One morning, we gathered in the small meditation room above Oti’s home. With tears in her eyes, Oti, a mother in Mariona, lit a candle and shared the story of Alfonso Acevedo, a catechist in her parish during the war. Like the UCA martyrs, Alfonso had died by death squad. He had connected his faith and his power as a community leader with the struggle of the marginalized, the struggles of Mariona. That weekend, I went to Alfonso’s church, saw where he was buried. “He was a friend,” Oti whispered. As the families told us stories of the UCA martyrs and other Salvadoran martyrs, I began to realize that the Jesuits were part of a history of martyrs, women and men who still were missed and honored for their witness. Like me, most of the Jesuits were educated non-Salvadorans who chose to throw in their lot with a people they’d come to love. By telling us their stories, Oti welcomed us into their history of love.
Every November, I commemorate the deaths of the Salvadoran martyrs. I think it is important to tell their story. As a graduate of a Jesuit university, it is a part of my story. Ignacio Ellacuría, the rector of the Salvadoran Jesuit community, believed Jesuit universities have a unique mission to devote the resources of the university to the service of the poor and marginalized. In a commencement address at Santa Clara University, he declared that we must “analyze causes, use imagination and creativity together to discover remedies, communicate to our public a consciousness that inspires freedom of self-determination, educate professionals with a conscience who will be the immediate instruments of transformation.” He and the others died witnessing to this vision.
This November, I remembered the Jesuits and women who died believing that alumni of Jesuit universities would be instruments of transformation in the world.
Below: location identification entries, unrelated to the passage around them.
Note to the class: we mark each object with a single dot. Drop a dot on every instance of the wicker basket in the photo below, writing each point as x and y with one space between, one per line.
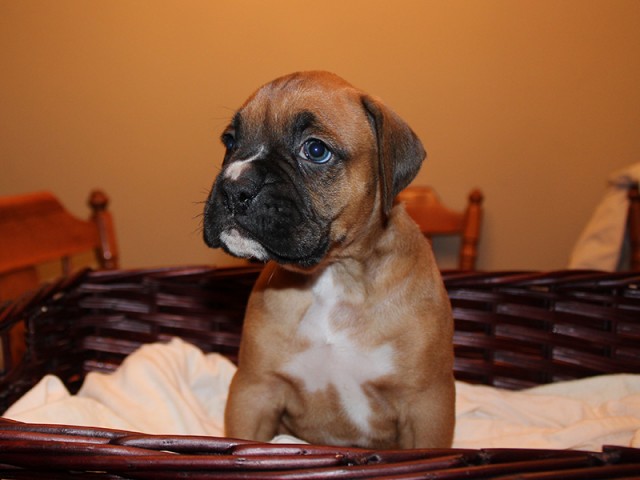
513 330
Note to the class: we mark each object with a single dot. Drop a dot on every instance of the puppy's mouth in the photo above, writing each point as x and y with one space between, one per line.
270 226
238 242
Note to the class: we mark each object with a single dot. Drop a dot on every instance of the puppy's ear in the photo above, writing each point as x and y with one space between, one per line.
400 151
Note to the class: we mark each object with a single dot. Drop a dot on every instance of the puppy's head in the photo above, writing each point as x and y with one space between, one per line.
312 164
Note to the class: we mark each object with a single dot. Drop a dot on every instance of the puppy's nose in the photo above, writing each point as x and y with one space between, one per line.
238 194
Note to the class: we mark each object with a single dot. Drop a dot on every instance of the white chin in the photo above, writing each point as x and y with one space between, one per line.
242 246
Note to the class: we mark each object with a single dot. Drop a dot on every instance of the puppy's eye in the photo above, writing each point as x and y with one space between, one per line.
228 141
315 151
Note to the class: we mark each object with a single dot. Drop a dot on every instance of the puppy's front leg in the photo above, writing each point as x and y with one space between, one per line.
430 422
252 412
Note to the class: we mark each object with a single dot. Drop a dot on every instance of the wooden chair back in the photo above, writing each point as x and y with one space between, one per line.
35 229
633 226
434 218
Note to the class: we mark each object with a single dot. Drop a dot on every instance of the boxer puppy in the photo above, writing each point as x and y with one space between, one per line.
347 337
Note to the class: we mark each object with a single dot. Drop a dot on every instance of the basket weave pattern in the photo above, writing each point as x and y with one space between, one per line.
513 330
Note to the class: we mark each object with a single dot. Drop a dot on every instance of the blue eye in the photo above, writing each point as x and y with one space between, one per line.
316 151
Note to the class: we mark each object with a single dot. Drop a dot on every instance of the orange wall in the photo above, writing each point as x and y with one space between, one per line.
535 102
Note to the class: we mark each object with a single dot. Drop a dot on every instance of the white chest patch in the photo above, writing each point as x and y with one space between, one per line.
334 357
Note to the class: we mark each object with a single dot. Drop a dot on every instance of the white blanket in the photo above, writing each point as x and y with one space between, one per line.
176 389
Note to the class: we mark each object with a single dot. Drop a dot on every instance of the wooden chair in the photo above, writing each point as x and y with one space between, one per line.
433 218
633 227
35 228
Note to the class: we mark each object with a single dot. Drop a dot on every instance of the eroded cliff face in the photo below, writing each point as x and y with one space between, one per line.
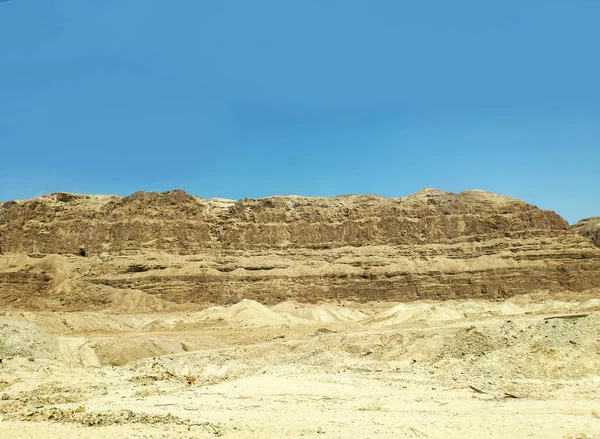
590 228
181 248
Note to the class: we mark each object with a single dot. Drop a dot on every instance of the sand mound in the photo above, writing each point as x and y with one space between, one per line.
120 351
319 314
248 312
22 339
415 312
441 312
565 348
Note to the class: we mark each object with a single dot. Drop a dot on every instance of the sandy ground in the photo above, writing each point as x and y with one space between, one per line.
428 370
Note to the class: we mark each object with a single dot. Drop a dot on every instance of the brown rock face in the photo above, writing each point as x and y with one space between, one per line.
431 244
589 228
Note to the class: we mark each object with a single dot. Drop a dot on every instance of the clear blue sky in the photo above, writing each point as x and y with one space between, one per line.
314 97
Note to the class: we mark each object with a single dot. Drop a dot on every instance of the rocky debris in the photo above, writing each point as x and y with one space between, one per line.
156 250
589 228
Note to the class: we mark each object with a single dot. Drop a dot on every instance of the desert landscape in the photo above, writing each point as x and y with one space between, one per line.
164 315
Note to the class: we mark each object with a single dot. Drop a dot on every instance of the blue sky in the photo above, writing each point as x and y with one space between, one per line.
315 97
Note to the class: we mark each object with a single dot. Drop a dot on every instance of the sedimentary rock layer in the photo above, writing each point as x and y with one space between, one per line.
75 251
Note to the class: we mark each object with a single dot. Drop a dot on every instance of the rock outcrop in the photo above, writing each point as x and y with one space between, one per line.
74 251
590 228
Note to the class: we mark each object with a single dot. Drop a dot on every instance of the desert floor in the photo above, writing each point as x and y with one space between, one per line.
338 370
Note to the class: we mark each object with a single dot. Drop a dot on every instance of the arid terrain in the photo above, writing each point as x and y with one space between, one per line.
165 315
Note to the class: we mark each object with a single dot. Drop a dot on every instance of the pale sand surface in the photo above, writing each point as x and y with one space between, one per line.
329 370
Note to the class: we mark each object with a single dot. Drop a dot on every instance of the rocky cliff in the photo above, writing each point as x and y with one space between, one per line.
590 228
81 251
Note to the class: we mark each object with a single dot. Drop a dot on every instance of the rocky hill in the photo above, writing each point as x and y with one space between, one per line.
590 228
70 251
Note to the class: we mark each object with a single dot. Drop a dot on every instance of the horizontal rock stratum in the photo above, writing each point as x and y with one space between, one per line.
69 251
They remind me that becoming women and men for others is a mission worth dying for, a mission worth living for. Like the martyrs of El Salvador, we may live ordinary lives and die common deaths. But because of the martyrs, we know that living ordinary lives in the service of others can change the world. On the 25th anniversary of their death, I commit myself to their memories, to sharing their story, to living their vision.